Terrasini. Antenna di telefonia, è “guerra” tra comune e società

E’ “guerra” tra il comune di Terrasini e la Hightel Tower S.p.A., la società che stava costruendo un’antenna di telefonia mobile in contrada Serra all’ingresso del paese. Dopo l’ordinanza di demolizione emessa dall’amministrazione Cucinella, la Hightel ha presentato ricorso al Tar chiedendo l’annullamento del provvedimento e di tutti i documenti connessi, fra questi anche il regolamento approvato nel 2004 dal consiglio comunale sull’installazione dei ripetitori per i cellulari.

L’amministrazione ha risposto costituendosi in giudizio e affidando ladifesa delle proprie ragioni all’avvocato Giovanni Immordino. A rappresentare la società di telecomunicazioni sono invece gli avvocati Ugo De Lucia e Daniela Macaluso che appellandosi al Tar ripercorrono le fasi che hanno caratterizzato la vicenda. L’iter per la costruzione dell’impianto di telefonia era partito esattamente un anno fa, il 14 maggio del 2014, quando la Hightel aveva presentato la relativa istanza al comune di Terrasini, all’Arpa Sicilia e – vista la vicinanza con l’aeroporto Falcone Borselino – anche all’Enac. Questi ultimi due enti avevano espresso parere positivo, a patto che l’antenna sia ben segnalata al traffico aereo da luci e colori, sia di giorno che di notte.

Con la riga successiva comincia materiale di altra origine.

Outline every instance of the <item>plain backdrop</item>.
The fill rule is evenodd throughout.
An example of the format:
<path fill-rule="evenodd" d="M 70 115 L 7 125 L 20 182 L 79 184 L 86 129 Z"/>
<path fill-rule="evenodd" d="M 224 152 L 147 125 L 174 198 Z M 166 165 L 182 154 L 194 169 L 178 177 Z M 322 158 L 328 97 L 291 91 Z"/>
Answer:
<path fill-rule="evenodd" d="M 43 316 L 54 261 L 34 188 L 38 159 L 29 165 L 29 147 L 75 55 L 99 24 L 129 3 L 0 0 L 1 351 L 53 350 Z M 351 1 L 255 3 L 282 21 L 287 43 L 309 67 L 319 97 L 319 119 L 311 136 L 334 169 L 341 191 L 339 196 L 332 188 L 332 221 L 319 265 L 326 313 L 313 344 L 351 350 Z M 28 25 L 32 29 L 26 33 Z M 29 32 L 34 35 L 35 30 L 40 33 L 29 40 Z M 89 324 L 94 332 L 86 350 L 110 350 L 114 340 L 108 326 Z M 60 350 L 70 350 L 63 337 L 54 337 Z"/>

Nessuna risposta invece dal comune di Terrasini. Trascorsi 90 giorni, la società dunque comunicava l’inizio dei lavori avvalendosi del silenzio-assenso del municipio. Ad aprire la battaglia è stata la Gesap, la società che gestisce l’aeroporto, che aveva diffidato il comune a fermare i lavori. L’ente locale rispondeva che l’organo preposto per la valutazione dei rischi è l’Enac, che aveva dato parere favorevole.

Successivamente il cantiere è stato sequestrato e dissequestrato più volte, fino alla innalzamento del palo di 25 metri nei pressi dello svincolo autostradale. Dopo le lamentele dei cittadini, il 20 aprile, l’ufficio compentente del municipiò bloccò i lavori – ormai quasi ultimati – in quanto realizzati abusivamente. La Hightel ha così chiesto di ultimare urgentemente gli interventi per la messa in sicurezza relativamente al traffico aereo. I legali che hanno fatto ricorso al Tar, inoltre, si appellano ad un decreto legislativo del 2003, che considera gli impianti di telecomunicazioni come opere di pubblica utilità per l’interesse generale. Non ci sta il comune che invece impone la demolizione della struttura. A decidere sulle sorti dell’antenna sarà dunque il Tribunale amministrativo Regionale nelle prossime settimane.